Sebagai realisasi dari dukungan Budi Utomo,
organisasi ini menempatkan Kholil, seorang guru di Gading untuk mengajar ilmu
pengetahuan umum pada sore hari di sekolah yang didirikan Ahmad Dahlan. Oleh
sebab itu, para siswa masuk dua kali dalam satu hari karena Ahmad Dahlan
mengajar ilmu pengetahuan agama Islam pada pagi hari. Walaupun masih mendapat tantangan
dari beberapa pihak, jumlah siswa terus bertambah sehingga Ahmad Dahlan harus
memindahkan ruang belajar ke tempat yang lebih luas di serambi rumahnya.
Akhirnya setelah proses belajar mengajar
semakin teratur, sekolah yang didirikan oleh Ahmad Dahlan itu diresmikan pada
tanggal 1 Desember 1911 dan diberi nama Madrasah Ibtidaiyah Diniyah Islamiyah.
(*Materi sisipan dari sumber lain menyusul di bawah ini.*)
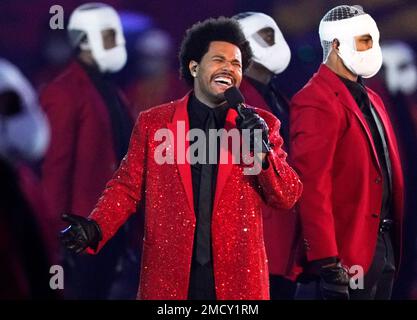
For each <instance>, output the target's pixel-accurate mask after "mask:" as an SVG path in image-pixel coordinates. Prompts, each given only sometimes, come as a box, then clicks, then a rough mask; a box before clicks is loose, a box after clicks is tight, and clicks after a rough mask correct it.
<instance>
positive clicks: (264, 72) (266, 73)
mask: <svg viewBox="0 0 417 320" xmlns="http://www.w3.org/2000/svg"><path fill="white" fill-rule="evenodd" d="M246 76H247V77H249V78H252V79H254V80H256V81H259V82H260V83H262V84H264V85H267V84H268V83H269V82H270V81H271V79H272V77H273V76H274V73H272V72H271V71H269V70H268V69H267V68H265V67H264V66H263V65H261V64H259V63H257V62H253V63H252V65H251V66H250V67H249V68H248V70H247V71H246Z"/></svg>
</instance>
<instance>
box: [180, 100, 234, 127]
mask: <svg viewBox="0 0 417 320" xmlns="http://www.w3.org/2000/svg"><path fill="white" fill-rule="evenodd" d="M228 110H229V106H228V105H227V104H225V105H222V106H219V107H217V108H210V107H209V106H207V105H206V104H204V103H202V102H201V101H200V100H198V99H197V98H196V96H195V95H194V93H193V94H191V96H190V100H189V102H188V114H189V118H190V122H192V123H195V124H196V127H202V128H204V123H205V121H206V119H207V116H208V114H209V112H212V113H214V117H215V119H216V124H217V127H218V128H219V129H220V128H223V126H224V122H225V120H226V115H227V111H228Z"/></svg>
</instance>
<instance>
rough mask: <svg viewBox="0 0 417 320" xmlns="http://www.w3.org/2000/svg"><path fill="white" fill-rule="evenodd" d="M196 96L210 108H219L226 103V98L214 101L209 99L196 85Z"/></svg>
mask: <svg viewBox="0 0 417 320" xmlns="http://www.w3.org/2000/svg"><path fill="white" fill-rule="evenodd" d="M194 96H195V97H196V98H197V100H198V101H200V102H201V103H204V104H205V105H206V106H207V107H209V108H212V109H214V108H217V107H220V106H222V105H224V104H225V103H226V100H224V99H223V100H220V99H219V101H218V102H217V101H216V102H214V101H212V100H209V99H208V98H207V97H206V96H205V95H203V94H202V93H201V92H200V90H199V89H198V88H197V87H196V86H194Z"/></svg>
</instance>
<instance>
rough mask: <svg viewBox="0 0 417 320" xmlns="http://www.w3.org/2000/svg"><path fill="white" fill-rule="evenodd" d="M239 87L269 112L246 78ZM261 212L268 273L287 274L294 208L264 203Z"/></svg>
mask: <svg viewBox="0 0 417 320" xmlns="http://www.w3.org/2000/svg"><path fill="white" fill-rule="evenodd" d="M239 89H240V91H241V92H242V94H243V96H244V97H245V102H246V103H247V104H248V105H251V106H257V107H259V108H262V109H264V110H267V111H269V112H271V110H270V108H269V107H268V105H267V103H266V101H265V100H264V98H263V97H262V95H261V94H260V93H259V92H258V91H257V90H256V88H255V87H254V86H253V85H252V84H251V83H250V82H249V81H248V80H246V79H245V78H244V79H243V81H242V83H241V84H240V87H239ZM287 144H288V141H284V145H283V147H284V150H286V148H285V146H286V145H287ZM262 212H263V214H262V215H263V218H264V220H263V222H264V223H263V225H264V238H265V249H266V255H267V257H268V267H269V273H270V274H274V275H287V274H288V272H289V271H290V268H291V266H292V263H293V261H294V260H293V259H294V257H293V255H294V252H295V250H294V249H295V247H294V243H296V240H295V236H296V231H297V215H296V214H295V209H290V210H283V209H279V210H277V209H274V208H271V207H269V206H266V205H264V207H263V208H262Z"/></svg>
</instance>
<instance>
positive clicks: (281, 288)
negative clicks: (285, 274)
mask: <svg viewBox="0 0 417 320" xmlns="http://www.w3.org/2000/svg"><path fill="white" fill-rule="evenodd" d="M296 289H297V284H296V282H294V281H291V280H288V279H286V278H284V277H282V276H278V275H274V274H270V275H269V293H270V296H271V300H294V296H295V291H296Z"/></svg>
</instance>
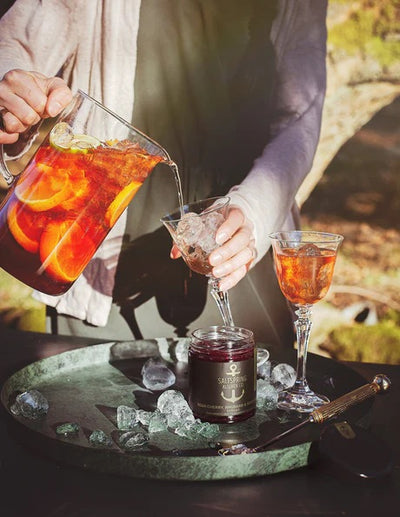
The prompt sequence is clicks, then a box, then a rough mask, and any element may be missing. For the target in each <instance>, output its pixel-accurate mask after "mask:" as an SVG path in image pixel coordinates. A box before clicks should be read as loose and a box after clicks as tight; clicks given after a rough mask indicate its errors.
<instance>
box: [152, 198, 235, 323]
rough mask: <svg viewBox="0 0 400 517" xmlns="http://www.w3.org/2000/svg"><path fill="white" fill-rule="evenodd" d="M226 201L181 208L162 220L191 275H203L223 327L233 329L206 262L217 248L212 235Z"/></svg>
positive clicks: (221, 293)
mask: <svg viewBox="0 0 400 517" xmlns="http://www.w3.org/2000/svg"><path fill="white" fill-rule="evenodd" d="M229 202H230V199H229V197H227V196H223V197H213V198H208V199H203V200H200V201H195V202H193V203H189V204H186V205H183V206H182V207H181V208H179V209H177V210H175V211H174V212H172V213H170V214H167V215H165V216H164V217H162V219H161V222H162V223H163V224H164V225H165V227H166V228H167V229H168V231H169V233H170V234H171V236H172V238H173V240H174V243H175V244H176V246H177V247H178V249H179V251H180V252H181V254H182V257H183V259H184V261H185V262H186V264H187V265H188V266H189V267H190V269H191V270H192V271H195V272H196V273H200V274H201V275H206V276H207V277H208V278H209V280H208V283H209V285H210V287H211V295H212V297H213V298H214V300H215V302H216V304H217V306H218V309H219V311H220V313H221V316H222V320H223V323H224V325H225V326H227V327H233V326H234V323H233V319H232V313H231V309H230V305H229V298H228V293H227V292H226V291H221V290H220V289H219V279H218V278H214V277H213V276H212V273H211V271H212V266H211V265H210V263H209V262H208V257H209V256H210V253H211V252H212V251H213V250H215V249H216V248H218V244H217V242H216V241H215V235H216V233H217V230H218V228H219V227H220V226H221V224H222V223H223V222H224V221H225V219H226V217H227V215H228V208H229Z"/></svg>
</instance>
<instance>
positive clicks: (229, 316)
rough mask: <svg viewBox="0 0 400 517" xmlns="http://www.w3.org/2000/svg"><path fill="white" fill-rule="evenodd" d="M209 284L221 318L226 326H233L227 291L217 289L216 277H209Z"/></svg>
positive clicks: (219, 289) (233, 323)
mask: <svg viewBox="0 0 400 517" xmlns="http://www.w3.org/2000/svg"><path fill="white" fill-rule="evenodd" d="M208 282H209V284H210V286H211V295H212V297H213V298H214V300H215V303H216V304H217V307H218V309H219V312H220V313H221V316H222V320H223V322H224V325H225V326H226V327H234V326H235V324H234V323H233V318H232V313H231V307H230V304H229V297H228V292H227V291H221V290H220V289H219V280H218V279H216V278H210V279H209V281H208Z"/></svg>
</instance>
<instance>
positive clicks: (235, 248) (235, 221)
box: [171, 207, 256, 291]
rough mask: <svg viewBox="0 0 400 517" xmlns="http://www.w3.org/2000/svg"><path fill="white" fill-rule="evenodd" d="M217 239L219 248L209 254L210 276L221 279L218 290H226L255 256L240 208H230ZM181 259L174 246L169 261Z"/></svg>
mask: <svg viewBox="0 0 400 517" xmlns="http://www.w3.org/2000/svg"><path fill="white" fill-rule="evenodd" d="M216 240H217V242H218V244H220V247H219V248H217V249H215V250H214V251H213V252H212V253H211V255H210V257H209V262H210V264H211V265H212V266H213V270H212V274H213V276H214V277H215V278H219V279H220V283H219V287H220V289H221V291H227V290H228V289H231V288H232V287H234V286H235V285H236V284H237V283H238V282H239V280H241V279H242V278H243V277H244V276H245V275H246V273H247V271H248V270H249V268H250V266H251V263H252V261H253V260H254V258H255V256H256V250H255V242H254V236H253V232H252V229H251V225H250V223H249V222H248V221H246V218H245V216H244V214H243V212H242V210H241V209H240V208H236V207H232V208H230V210H229V214H228V217H227V219H226V221H225V222H224V223H223V224H222V225H221V226H220V227H219V228H218V231H217V235H216ZM180 256H181V253H180V251H179V250H178V248H177V247H176V246H175V245H174V246H173V247H172V250H171V258H174V259H175V258H178V257H180Z"/></svg>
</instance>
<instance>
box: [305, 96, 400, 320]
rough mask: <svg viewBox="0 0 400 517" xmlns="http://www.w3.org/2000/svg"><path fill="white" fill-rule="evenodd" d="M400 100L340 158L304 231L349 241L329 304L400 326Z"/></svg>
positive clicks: (307, 208)
mask: <svg viewBox="0 0 400 517" xmlns="http://www.w3.org/2000/svg"><path fill="white" fill-rule="evenodd" d="M399 120H400V97H399V98H397V99H396V100H395V101H394V102H393V103H392V104H391V105H390V106H387V107H386V108H384V109H383V110H381V111H380V112H379V113H378V114H377V115H376V116H375V117H374V118H373V119H372V120H371V121H370V122H369V123H368V124H367V125H366V126H364V127H363V128H362V129H361V130H360V131H359V132H358V133H357V134H356V135H355V136H354V137H353V138H352V139H351V140H349V141H348V142H347V143H346V144H345V145H344V146H343V147H342V148H341V149H340V151H339V152H338V154H337V155H336V157H335V159H334V160H333V161H332V162H331V164H330V165H329V167H328V168H327V170H326V171H325V174H324V176H323V178H322V180H321V181H320V183H319V184H318V186H317V187H316V188H315V190H314V191H313V192H312V194H311V196H310V197H309V199H308V200H307V201H306V203H305V204H304V206H303V208H302V222H303V227H305V228H311V229H314V230H322V231H330V232H335V233H340V234H342V235H343V236H344V241H343V245H342V247H341V249H340V252H339V256H338V260H337V264H336V268H335V274H334V279H333V284H332V288H331V290H330V292H329V294H328V297H327V300H328V301H329V303H330V304H332V305H333V306H334V307H336V308H337V309H339V310H344V309H346V307H348V306H349V305H351V304H356V303H360V302H363V301H364V302H368V303H370V304H373V307H374V309H375V310H376V314H377V317H378V319H379V320H380V319H382V318H384V317H388V314H389V315H392V316H394V318H395V320H396V321H395V323H394V324H395V325H397V326H398V324H399V322H400V318H399V315H400V224H399V220H400V174H399V172H400V125H399Z"/></svg>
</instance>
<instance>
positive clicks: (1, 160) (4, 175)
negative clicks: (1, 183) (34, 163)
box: [0, 144, 15, 187]
mask: <svg viewBox="0 0 400 517" xmlns="http://www.w3.org/2000/svg"><path fill="white" fill-rule="evenodd" d="M0 172H1V174H2V175H3V178H4V179H5V180H6V183H7V187H11V185H12V184H13V183H14V181H15V176H14V175H13V174H11V172H10V171H9V170H8V167H7V164H6V161H5V159H4V149H3V144H0Z"/></svg>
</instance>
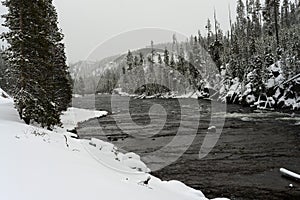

Ketika diresmikan, sekolah itu mempunyai 29 orang siswa dan enam bulan kemudian
dilaporkan bahwa terdapat 62 orang siswa yang belajar di sekolah itu. Sebagai
lembaga pendidikan yang baru saja terbentuk, sekolah yang didirikan oleh Ahmad
Dahlan memerlukan perhatian lebih lanjut agar dapat terus dikembangkan. Dalam
kondisi seperti itu, pengalaman Ahmad Dahlan berorganisasi dalam Budi Utomo dan
Jamiat Khair menjadi suatu hal yang sangat penting bagi munculnya ide dan
pembentukan satu organisasi untuk mengelola sekolah tersebut, di samping
kondisi makro pada saat itu yang telah menimbulkan kesadaran akan arti penting
suatu organisasi modern maupun masukan yang didapat dari para pendukung,
termasuk dari para murid Kweekschool Jetis.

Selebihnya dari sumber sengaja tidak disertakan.